A sample is typically multiplexed through and across many lanes, potentially on different flowcells. Each aggregation of a particular sample in a single lane is a lanelet and thus these lanelets effectively compose the sample. Thus when one talks about “a sample”, in terms of post-sequencing data, we’re looking at a cleverly combined concoction of all the lanelets that pertain to that sample.

Unsimplifying

The Problem of Quality

When Sanger’s current quality control system deems that a lanelet has “failed” it’s kicked to the roadside and dumped in a database for posterity, potentially in the hope of being awakened by a naive undergraduate student asking questions about quality.

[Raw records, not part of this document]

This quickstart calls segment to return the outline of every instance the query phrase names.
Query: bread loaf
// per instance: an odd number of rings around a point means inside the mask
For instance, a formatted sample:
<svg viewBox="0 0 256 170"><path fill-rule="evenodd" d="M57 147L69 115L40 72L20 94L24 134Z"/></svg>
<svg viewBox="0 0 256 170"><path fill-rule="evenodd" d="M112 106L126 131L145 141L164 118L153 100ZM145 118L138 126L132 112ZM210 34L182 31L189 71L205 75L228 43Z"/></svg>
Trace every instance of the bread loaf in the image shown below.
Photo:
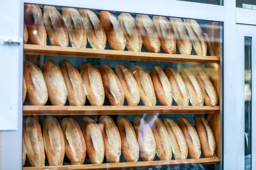
<svg viewBox="0 0 256 170"><path fill-rule="evenodd" d="M120 133L122 152L126 162L137 162L139 159L139 145L135 132L126 118L120 117L117 120L117 128Z"/></svg>
<svg viewBox="0 0 256 170"><path fill-rule="evenodd" d="M117 127L108 116L102 116L99 122L103 137L106 158L109 163L119 162L121 143Z"/></svg>
<svg viewBox="0 0 256 170"><path fill-rule="evenodd" d="M172 159L172 145L170 138L162 121L157 116L151 115L149 124L157 144L157 154L161 160Z"/></svg>
<svg viewBox="0 0 256 170"><path fill-rule="evenodd" d="M145 106L155 106L157 99L149 74L137 64L132 65L131 70L140 88L141 101Z"/></svg>
<svg viewBox="0 0 256 170"><path fill-rule="evenodd" d="M204 105L204 97L200 86L191 71L186 68L180 68L179 72L188 90L191 105L192 106Z"/></svg>
<svg viewBox="0 0 256 170"><path fill-rule="evenodd" d="M201 146L195 129L188 119L182 116L178 118L178 124L186 139L189 157L192 159L200 158Z"/></svg>
<svg viewBox="0 0 256 170"><path fill-rule="evenodd" d="M102 64L99 67L105 94L113 106L122 106L125 94L120 80L114 71L108 65Z"/></svg>
<svg viewBox="0 0 256 170"><path fill-rule="evenodd" d="M169 134L172 153L175 159L184 159L188 156L188 147L182 131L171 119L164 118L163 123Z"/></svg>
<svg viewBox="0 0 256 170"><path fill-rule="evenodd" d="M67 87L67 99L70 105L84 105L85 93L78 70L67 60L61 61L60 65Z"/></svg>
<svg viewBox="0 0 256 170"><path fill-rule="evenodd" d="M99 125L92 119L85 117L82 122L82 130L87 147L86 154L91 163L102 163L105 150L102 135Z"/></svg>
<svg viewBox="0 0 256 170"><path fill-rule="evenodd" d="M48 92L41 70L35 64L24 62L23 75L29 101L32 105L43 105L48 100Z"/></svg>
<svg viewBox="0 0 256 170"><path fill-rule="evenodd" d="M41 128L31 117L23 122L23 139L28 160L32 167L44 167L45 155Z"/></svg>
<svg viewBox="0 0 256 170"><path fill-rule="evenodd" d="M207 120L201 115L194 116L201 148L205 158L212 158L215 153L216 143L212 130Z"/></svg>
<svg viewBox="0 0 256 170"><path fill-rule="evenodd" d="M122 64L116 65L115 71L121 82L127 104L128 105L138 105L140 99L140 93L131 71L127 67Z"/></svg>
<svg viewBox="0 0 256 170"><path fill-rule="evenodd" d="M209 77L198 66L193 67L193 72L201 88L205 105L216 106L218 102L218 94Z"/></svg>
<svg viewBox="0 0 256 170"><path fill-rule="evenodd" d="M54 6L44 6L44 22L51 45L67 46L67 28L62 16Z"/></svg>
<svg viewBox="0 0 256 170"><path fill-rule="evenodd" d="M86 9L78 9L87 34L87 38L93 48L105 48L107 38L103 27L97 15L92 11Z"/></svg>
<svg viewBox="0 0 256 170"><path fill-rule="evenodd" d="M44 118L43 136L49 165L62 165L65 155L65 142L61 128L56 118L52 116Z"/></svg>
<svg viewBox="0 0 256 170"><path fill-rule="evenodd" d="M164 53L176 54L176 39L171 23L165 17L154 16L153 22L161 42L161 48Z"/></svg>
<svg viewBox="0 0 256 170"><path fill-rule="evenodd" d="M169 80L161 66L154 65L150 71L150 76L155 93L161 105L171 106L173 92Z"/></svg>
<svg viewBox="0 0 256 170"><path fill-rule="evenodd" d="M131 51L140 52L142 46L141 33L133 17L129 13L121 13L118 21L126 38L126 48Z"/></svg>
<svg viewBox="0 0 256 170"><path fill-rule="evenodd" d="M157 145L151 128L140 116L134 119L134 126L142 161L153 161L156 155Z"/></svg>
<svg viewBox="0 0 256 170"><path fill-rule="evenodd" d="M72 118L61 121L65 140L65 153L73 165L82 164L85 159L86 146L79 125Z"/></svg>
<svg viewBox="0 0 256 170"><path fill-rule="evenodd" d="M136 22L141 31L143 44L150 53L160 53L161 42L151 19L147 15L137 14Z"/></svg>
<svg viewBox="0 0 256 170"><path fill-rule="evenodd" d="M47 34L41 9L37 5L27 4L25 5L24 11L29 41L33 44L46 45Z"/></svg>
<svg viewBox="0 0 256 170"><path fill-rule="evenodd" d="M62 7L62 16L68 32L68 37L72 47L85 48L87 37L82 17L77 9Z"/></svg>
<svg viewBox="0 0 256 170"><path fill-rule="evenodd" d="M126 39L115 16L109 12L102 11L99 13L99 20L105 30L108 42L111 49L124 51Z"/></svg>
<svg viewBox="0 0 256 170"><path fill-rule="evenodd" d="M196 55L206 56L207 44L204 34L199 24L195 20L185 19L184 23L192 41L192 46Z"/></svg>
<svg viewBox="0 0 256 170"><path fill-rule="evenodd" d="M43 74L52 105L63 106L67 101L67 91L61 71L51 60L44 62Z"/></svg>
<svg viewBox="0 0 256 170"><path fill-rule="evenodd" d="M192 50L192 42L184 23L180 18L172 17L170 17L170 23L174 31L176 46L180 54L190 55Z"/></svg>
<svg viewBox="0 0 256 170"><path fill-rule="evenodd" d="M189 96L181 78L181 76L176 70L169 67L164 69L173 92L173 99L178 106L188 106Z"/></svg>

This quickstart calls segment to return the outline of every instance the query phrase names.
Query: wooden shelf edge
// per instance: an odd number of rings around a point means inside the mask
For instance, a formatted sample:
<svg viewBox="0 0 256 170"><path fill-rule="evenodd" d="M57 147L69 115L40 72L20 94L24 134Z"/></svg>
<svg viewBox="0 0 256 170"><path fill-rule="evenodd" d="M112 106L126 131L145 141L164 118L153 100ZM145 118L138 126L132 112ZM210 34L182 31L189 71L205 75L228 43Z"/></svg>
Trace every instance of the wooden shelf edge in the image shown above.
<svg viewBox="0 0 256 170"><path fill-rule="evenodd" d="M220 60L220 57L218 56L137 52L32 44L24 45L24 54L164 62L219 63Z"/></svg>

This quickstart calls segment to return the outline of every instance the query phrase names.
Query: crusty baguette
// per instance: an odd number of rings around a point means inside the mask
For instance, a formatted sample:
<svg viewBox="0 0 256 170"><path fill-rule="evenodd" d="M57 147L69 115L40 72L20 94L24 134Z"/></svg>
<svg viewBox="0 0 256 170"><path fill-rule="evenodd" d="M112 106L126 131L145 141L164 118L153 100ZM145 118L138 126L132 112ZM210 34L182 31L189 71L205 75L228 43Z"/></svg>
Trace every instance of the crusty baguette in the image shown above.
<svg viewBox="0 0 256 170"><path fill-rule="evenodd" d="M212 158L215 153L216 142L211 126L207 120L199 114L194 116L195 129L197 131L201 148L205 158Z"/></svg>
<svg viewBox="0 0 256 170"><path fill-rule="evenodd" d="M126 162L137 162L140 151L134 130L131 123L124 117L117 120L117 128L120 133L122 152Z"/></svg>
<svg viewBox="0 0 256 170"><path fill-rule="evenodd" d="M172 119L165 118L163 124L171 139L172 150L175 159L186 159L188 147L184 135L179 126Z"/></svg>
<svg viewBox="0 0 256 170"><path fill-rule="evenodd" d="M71 118L65 118L61 123L65 140L65 153L73 165L84 164L86 146L79 125Z"/></svg>
<svg viewBox="0 0 256 170"><path fill-rule="evenodd" d="M27 117L23 122L23 139L28 160L32 167L44 167L45 155L40 125Z"/></svg>
<svg viewBox="0 0 256 170"><path fill-rule="evenodd" d="M169 67L164 69L172 89L173 99L178 106L188 106L189 96L181 78L181 76L176 70Z"/></svg>
<svg viewBox="0 0 256 170"><path fill-rule="evenodd" d="M125 94L120 80L113 70L105 64L99 66L105 94L113 106L122 106Z"/></svg>
<svg viewBox="0 0 256 170"><path fill-rule="evenodd" d="M150 53L160 53L161 42L151 19L147 15L137 14L136 22L141 31L143 44Z"/></svg>
<svg viewBox="0 0 256 170"><path fill-rule="evenodd" d="M205 105L216 105L218 102L218 94L208 76L198 66L193 67L193 73L201 88Z"/></svg>
<svg viewBox="0 0 256 170"><path fill-rule="evenodd" d="M153 22L157 31L163 51L167 54L176 54L174 31L168 20L165 17L154 16Z"/></svg>
<svg viewBox="0 0 256 170"><path fill-rule="evenodd" d="M67 99L71 106L83 106L85 103L85 93L79 71L67 60L60 62L61 70L67 91Z"/></svg>
<svg viewBox="0 0 256 170"><path fill-rule="evenodd" d="M40 8L37 5L26 4L24 12L25 22L31 43L46 45L47 34Z"/></svg>
<svg viewBox="0 0 256 170"><path fill-rule="evenodd" d="M36 65L28 61L24 62L23 71L29 103L32 105L45 105L48 96L42 71Z"/></svg>
<svg viewBox="0 0 256 170"><path fill-rule="evenodd" d="M180 68L179 72L188 90L191 105L192 106L204 105L204 96L200 86L191 71L187 68Z"/></svg>
<svg viewBox="0 0 256 170"><path fill-rule="evenodd" d="M190 55L192 50L192 42L184 23L180 18L172 17L170 17L170 23L174 31L176 46L180 54Z"/></svg>
<svg viewBox="0 0 256 170"><path fill-rule="evenodd" d="M101 164L105 149L103 138L99 125L88 117L83 119L82 131L87 149L86 154L93 164Z"/></svg>
<svg viewBox="0 0 256 170"><path fill-rule="evenodd" d="M155 106L156 95L150 76L142 67L133 64L131 70L140 92L140 99L145 106Z"/></svg>
<svg viewBox="0 0 256 170"><path fill-rule="evenodd" d="M116 65L115 71L121 82L127 104L128 105L138 105L140 99L140 93L132 73L127 67L122 64Z"/></svg>
<svg viewBox="0 0 256 170"><path fill-rule="evenodd" d="M134 119L134 126L142 161L153 161L156 155L157 145L150 126L140 116Z"/></svg>
<svg viewBox="0 0 256 170"><path fill-rule="evenodd" d="M44 6L44 22L51 45L67 47L67 28L62 16L54 6Z"/></svg>
<svg viewBox="0 0 256 170"><path fill-rule="evenodd" d="M99 13L99 20L105 30L111 49L124 51L126 39L116 17L109 12L102 11Z"/></svg>
<svg viewBox="0 0 256 170"><path fill-rule="evenodd" d="M117 127L108 116L100 116L99 122L103 137L106 158L109 163L119 162L122 146Z"/></svg>
<svg viewBox="0 0 256 170"><path fill-rule="evenodd" d="M67 87L61 71L56 62L51 60L45 60L43 74L52 105L64 105L67 101Z"/></svg>
<svg viewBox="0 0 256 170"><path fill-rule="evenodd" d="M142 46L141 33L137 23L129 13L121 13L118 21L126 38L126 48L131 51L140 52Z"/></svg>
<svg viewBox="0 0 256 170"><path fill-rule="evenodd" d="M186 139L189 157L192 159L200 158L201 156L201 145L195 129L188 120L183 116L180 116L178 118L178 124Z"/></svg>
<svg viewBox="0 0 256 170"><path fill-rule="evenodd" d="M107 38L103 27L97 15L87 9L78 9L87 34L87 38L93 48L103 49L106 46Z"/></svg>
<svg viewBox="0 0 256 170"><path fill-rule="evenodd" d="M86 31L82 17L77 9L62 7L62 16L68 32L72 47L85 48L87 44Z"/></svg>
<svg viewBox="0 0 256 170"><path fill-rule="evenodd" d="M195 20L185 19L184 23L192 41L192 46L196 55L206 56L207 44L204 34L199 24Z"/></svg>
<svg viewBox="0 0 256 170"><path fill-rule="evenodd" d="M161 66L153 66L150 71L155 93L161 105L171 106L173 92L169 80Z"/></svg>
<svg viewBox="0 0 256 170"><path fill-rule="evenodd" d="M49 165L62 165L65 155L65 141L62 130L56 118L52 116L44 118L43 136Z"/></svg>
<svg viewBox="0 0 256 170"><path fill-rule="evenodd" d="M163 123L157 116L149 117L149 125L157 144L157 154L161 160L172 159L172 145L170 138Z"/></svg>

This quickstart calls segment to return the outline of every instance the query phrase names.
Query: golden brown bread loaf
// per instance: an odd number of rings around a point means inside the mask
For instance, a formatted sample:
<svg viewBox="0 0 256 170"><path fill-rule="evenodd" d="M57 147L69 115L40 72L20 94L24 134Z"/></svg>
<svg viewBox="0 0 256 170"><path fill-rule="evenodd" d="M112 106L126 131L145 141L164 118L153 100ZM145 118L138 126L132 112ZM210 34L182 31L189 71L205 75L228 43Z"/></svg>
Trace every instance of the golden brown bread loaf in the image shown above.
<svg viewBox="0 0 256 170"><path fill-rule="evenodd" d="M120 133L122 152L126 162L137 162L140 152L136 135L131 124L124 117L117 120L117 128Z"/></svg>
<svg viewBox="0 0 256 170"><path fill-rule="evenodd" d="M189 157L192 159L200 158L201 146L195 129L188 120L182 116L178 118L178 124L186 139Z"/></svg>
<svg viewBox="0 0 256 170"><path fill-rule="evenodd" d="M119 162L122 146L117 127L108 116L100 116L99 122L104 141L106 158L109 163Z"/></svg>
<svg viewBox="0 0 256 170"><path fill-rule="evenodd" d="M157 154L161 160L172 159L172 145L166 129L157 116L149 117L149 125L152 128L157 144Z"/></svg>
<svg viewBox="0 0 256 170"><path fill-rule="evenodd" d="M154 160L157 151L156 141L151 128L141 117L134 120L134 126L142 161Z"/></svg>
<svg viewBox="0 0 256 170"><path fill-rule="evenodd" d="M207 120L199 114L194 116L201 148L205 158L212 158L215 153L216 143L212 130Z"/></svg>
<svg viewBox="0 0 256 170"><path fill-rule="evenodd" d="M77 9L62 7L62 16L68 32L72 47L85 48L87 44L86 31L82 17Z"/></svg>
<svg viewBox="0 0 256 170"><path fill-rule="evenodd" d="M193 67L193 72L201 88L205 105L216 106L218 100L218 94L208 76L198 66Z"/></svg>
<svg viewBox="0 0 256 170"><path fill-rule="evenodd" d="M188 147L184 135L178 125L169 118L164 118L163 124L171 139L172 150L175 159L186 159Z"/></svg>
<svg viewBox="0 0 256 170"><path fill-rule="evenodd" d="M161 48L164 53L176 54L176 39L174 31L165 17L154 16L153 22L161 42Z"/></svg>
<svg viewBox="0 0 256 170"><path fill-rule="evenodd" d="M79 71L67 60L59 62L61 70L67 91L67 99L71 106L83 106L85 103L85 93Z"/></svg>
<svg viewBox="0 0 256 170"><path fill-rule="evenodd" d="M204 105L204 97L200 86L191 71L186 68L180 68L179 72L188 90L191 105L192 106Z"/></svg>
<svg viewBox="0 0 256 170"><path fill-rule="evenodd" d="M62 165L65 155L65 141L57 119L47 116L44 119L43 136L49 166Z"/></svg>
<svg viewBox="0 0 256 170"><path fill-rule="evenodd" d="M46 45L47 34L41 9L37 5L25 4L24 18L32 44ZM24 29L25 30L25 29Z"/></svg>
<svg viewBox="0 0 256 170"><path fill-rule="evenodd" d="M35 64L24 62L23 76L29 103L43 105L48 100L48 92L41 70Z"/></svg>
<svg viewBox="0 0 256 170"><path fill-rule="evenodd" d="M116 18L110 12L102 11L99 13L99 20L105 30L108 42L111 49L124 51L126 39Z"/></svg>
<svg viewBox="0 0 256 170"><path fill-rule="evenodd" d="M51 45L67 46L67 28L62 16L54 6L44 6L44 22Z"/></svg>
<svg viewBox="0 0 256 170"><path fill-rule="evenodd" d="M43 65L43 74L52 105L65 105L67 92L61 71L54 61L47 60Z"/></svg>
<svg viewBox="0 0 256 170"><path fill-rule="evenodd" d="M116 65L115 71L121 82L127 104L128 105L137 106L140 102L140 93L131 71L127 67L122 64Z"/></svg>
<svg viewBox="0 0 256 170"><path fill-rule="evenodd" d="M170 23L174 31L176 46L180 54L190 55L192 50L192 42L184 23L180 18L172 17L170 17Z"/></svg>
<svg viewBox="0 0 256 170"><path fill-rule="evenodd" d="M113 106L122 106L125 94L120 80L113 70L105 64L99 66L105 94Z"/></svg>
<svg viewBox="0 0 256 170"><path fill-rule="evenodd" d="M171 106L173 92L169 80L161 66L154 65L150 71L150 76L156 95L161 105Z"/></svg>
<svg viewBox="0 0 256 170"><path fill-rule="evenodd" d="M99 125L88 117L83 119L82 130L87 149L86 154L93 164L101 164L105 149L103 138Z"/></svg>
<svg viewBox="0 0 256 170"><path fill-rule="evenodd" d="M181 78L176 70L169 67L165 67L164 72L166 75L173 92L173 99L178 106L188 106L189 96Z"/></svg>
<svg viewBox="0 0 256 170"><path fill-rule="evenodd" d="M107 38L103 27L97 15L89 9L78 9L86 30L87 38L93 48L105 48Z"/></svg>
<svg viewBox="0 0 256 170"><path fill-rule="evenodd" d="M73 165L84 164L86 146L79 125L71 118L65 118L61 123L65 140L65 153Z"/></svg>
<svg viewBox="0 0 256 170"><path fill-rule="evenodd" d="M195 20L185 19L184 23L192 41L192 46L196 55L206 56L207 44L204 34L199 24Z"/></svg>
<svg viewBox="0 0 256 170"><path fill-rule="evenodd" d="M129 13L121 13L118 21L126 38L126 48L131 51L140 52L142 46L141 33L137 23Z"/></svg>
<svg viewBox="0 0 256 170"><path fill-rule="evenodd" d="M145 106L155 106L157 99L149 74L137 64L132 65L131 70L140 88L141 101Z"/></svg>
<svg viewBox="0 0 256 170"><path fill-rule="evenodd" d="M160 53L161 42L151 19L147 15L137 14L136 22L141 31L143 44L150 53Z"/></svg>
<svg viewBox="0 0 256 170"><path fill-rule="evenodd" d="M28 160L32 167L44 167L45 155L41 128L31 117L23 122L23 139Z"/></svg>

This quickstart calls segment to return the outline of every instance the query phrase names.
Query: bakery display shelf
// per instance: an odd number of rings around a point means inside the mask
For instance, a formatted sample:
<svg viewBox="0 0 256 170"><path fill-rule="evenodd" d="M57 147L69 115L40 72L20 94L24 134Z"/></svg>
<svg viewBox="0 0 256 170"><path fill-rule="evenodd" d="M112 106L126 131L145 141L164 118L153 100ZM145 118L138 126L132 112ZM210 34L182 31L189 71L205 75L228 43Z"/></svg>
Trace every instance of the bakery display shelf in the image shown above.
<svg viewBox="0 0 256 170"><path fill-rule="evenodd" d="M32 44L24 45L24 54L130 60L202 63L219 63L220 60L220 57L218 56L137 52Z"/></svg>
<svg viewBox="0 0 256 170"><path fill-rule="evenodd" d="M119 115L218 113L220 106L23 106L24 115Z"/></svg>

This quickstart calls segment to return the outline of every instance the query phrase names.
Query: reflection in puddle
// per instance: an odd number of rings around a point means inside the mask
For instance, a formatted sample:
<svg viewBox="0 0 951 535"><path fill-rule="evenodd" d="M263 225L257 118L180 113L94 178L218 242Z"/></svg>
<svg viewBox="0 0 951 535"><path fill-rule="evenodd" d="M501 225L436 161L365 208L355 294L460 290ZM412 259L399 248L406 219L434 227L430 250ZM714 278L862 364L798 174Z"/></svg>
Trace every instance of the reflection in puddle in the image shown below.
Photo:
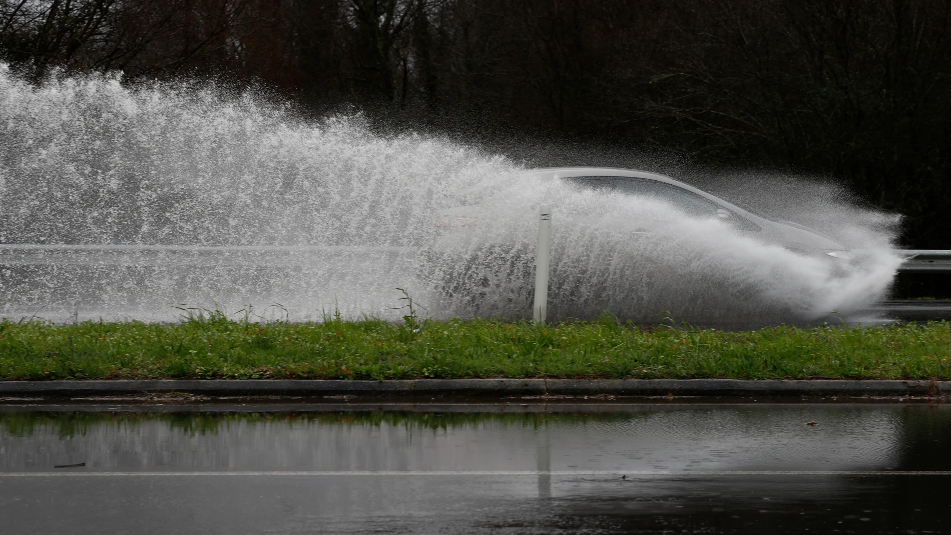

Lanelets that have “passed” are polished up and taken care of and never told about their unfortunate siblings. The key is that time and resources aren’t wasted pushing perceivably crappy data through post-sequencing finishing pipelines.

However for the purpose of our analysis pipeline, we want to perform a leave-one-out analysis for all lanelets (good and bad) and measure the effect caused by their absence. This in itself poses some issues:

  • Failed lanelets aren’t polished
    We must push all lanelets that have failed through the same process as their passing counterparts such that they can be treated equally during the leave-one-out analysis. i.e. We can’t just use the failed lanelets as they are because we won’t be able to discern whether they are bad because they are “bad” or just because they haven’t been pre-processed like the others.

  • Failed lanelets are dropped during improvement
    Good lanelets compose samples, bad lanelets are ignored. For any sample that contained one or more failed lanelets, we must regenerate the improved sample file.

  • Polished lanelets are temporary
    Improved samples are the input to most downstream analysis, nothing ever looks at the raw lanelet data. Once the appropriate (good) processed lanelets are magically merged together to create an improved sample, those processed lanelets are not kept around. Only raw lanelets are kept on ice and only improved samples are kept for analysis. We’ll need to regenerate them for all passed lanelets that appear in a sample with at least one failed lanelet.

The Data

The study of interest yields 9508 lanelets which compose 2932 samples, actual people. Our pipeline calls for the “comparison to a known result”. The reason we can make such a comparison is because a subset of these 2932 participants had their DNA analysed with a different technology called a “SNP chip” (or array). Rather than whole genome sequencing, very specific positions of interest in a genome can be called with higher confidence. 903 participants were genotyped with both studies, yielding 2846 lanelets.

Of these 903 samples; 229 had at least one lanelet (but not all) fail quality control and 5 had all associated lanelets fail. Having read that, this is tabulated for convenience below:

Source Lanelets Samples
All 9508 2932
Overlapping 2846 903
…of which failed partially 339 229
…of which failed entirely 15 5

But we can’t just worry about failures. For our purposes, we need the improved samples to include the failed lanelets. To rebuild those 229 samples that contain a mix of both passes and fails, we must pull all associated lanelets; all 855. Including the 15 from the 5 samples that failed entirely, we have a total of 870 lanelets to process and graduate to full-fledged samples.

The next step is to commence a presumably lengthy battle with pre-processing tools.


tl;dr

  • I’m still at Sanger for two weeks, our data is seemingly intact and the Goldilocks region is correct.
  • Circos graphs are very pretty.

  1. Though I have been to Spain
  2. Scene missing Sam panicking over zfs backup pools no longer being mounted on aforementioned microserver.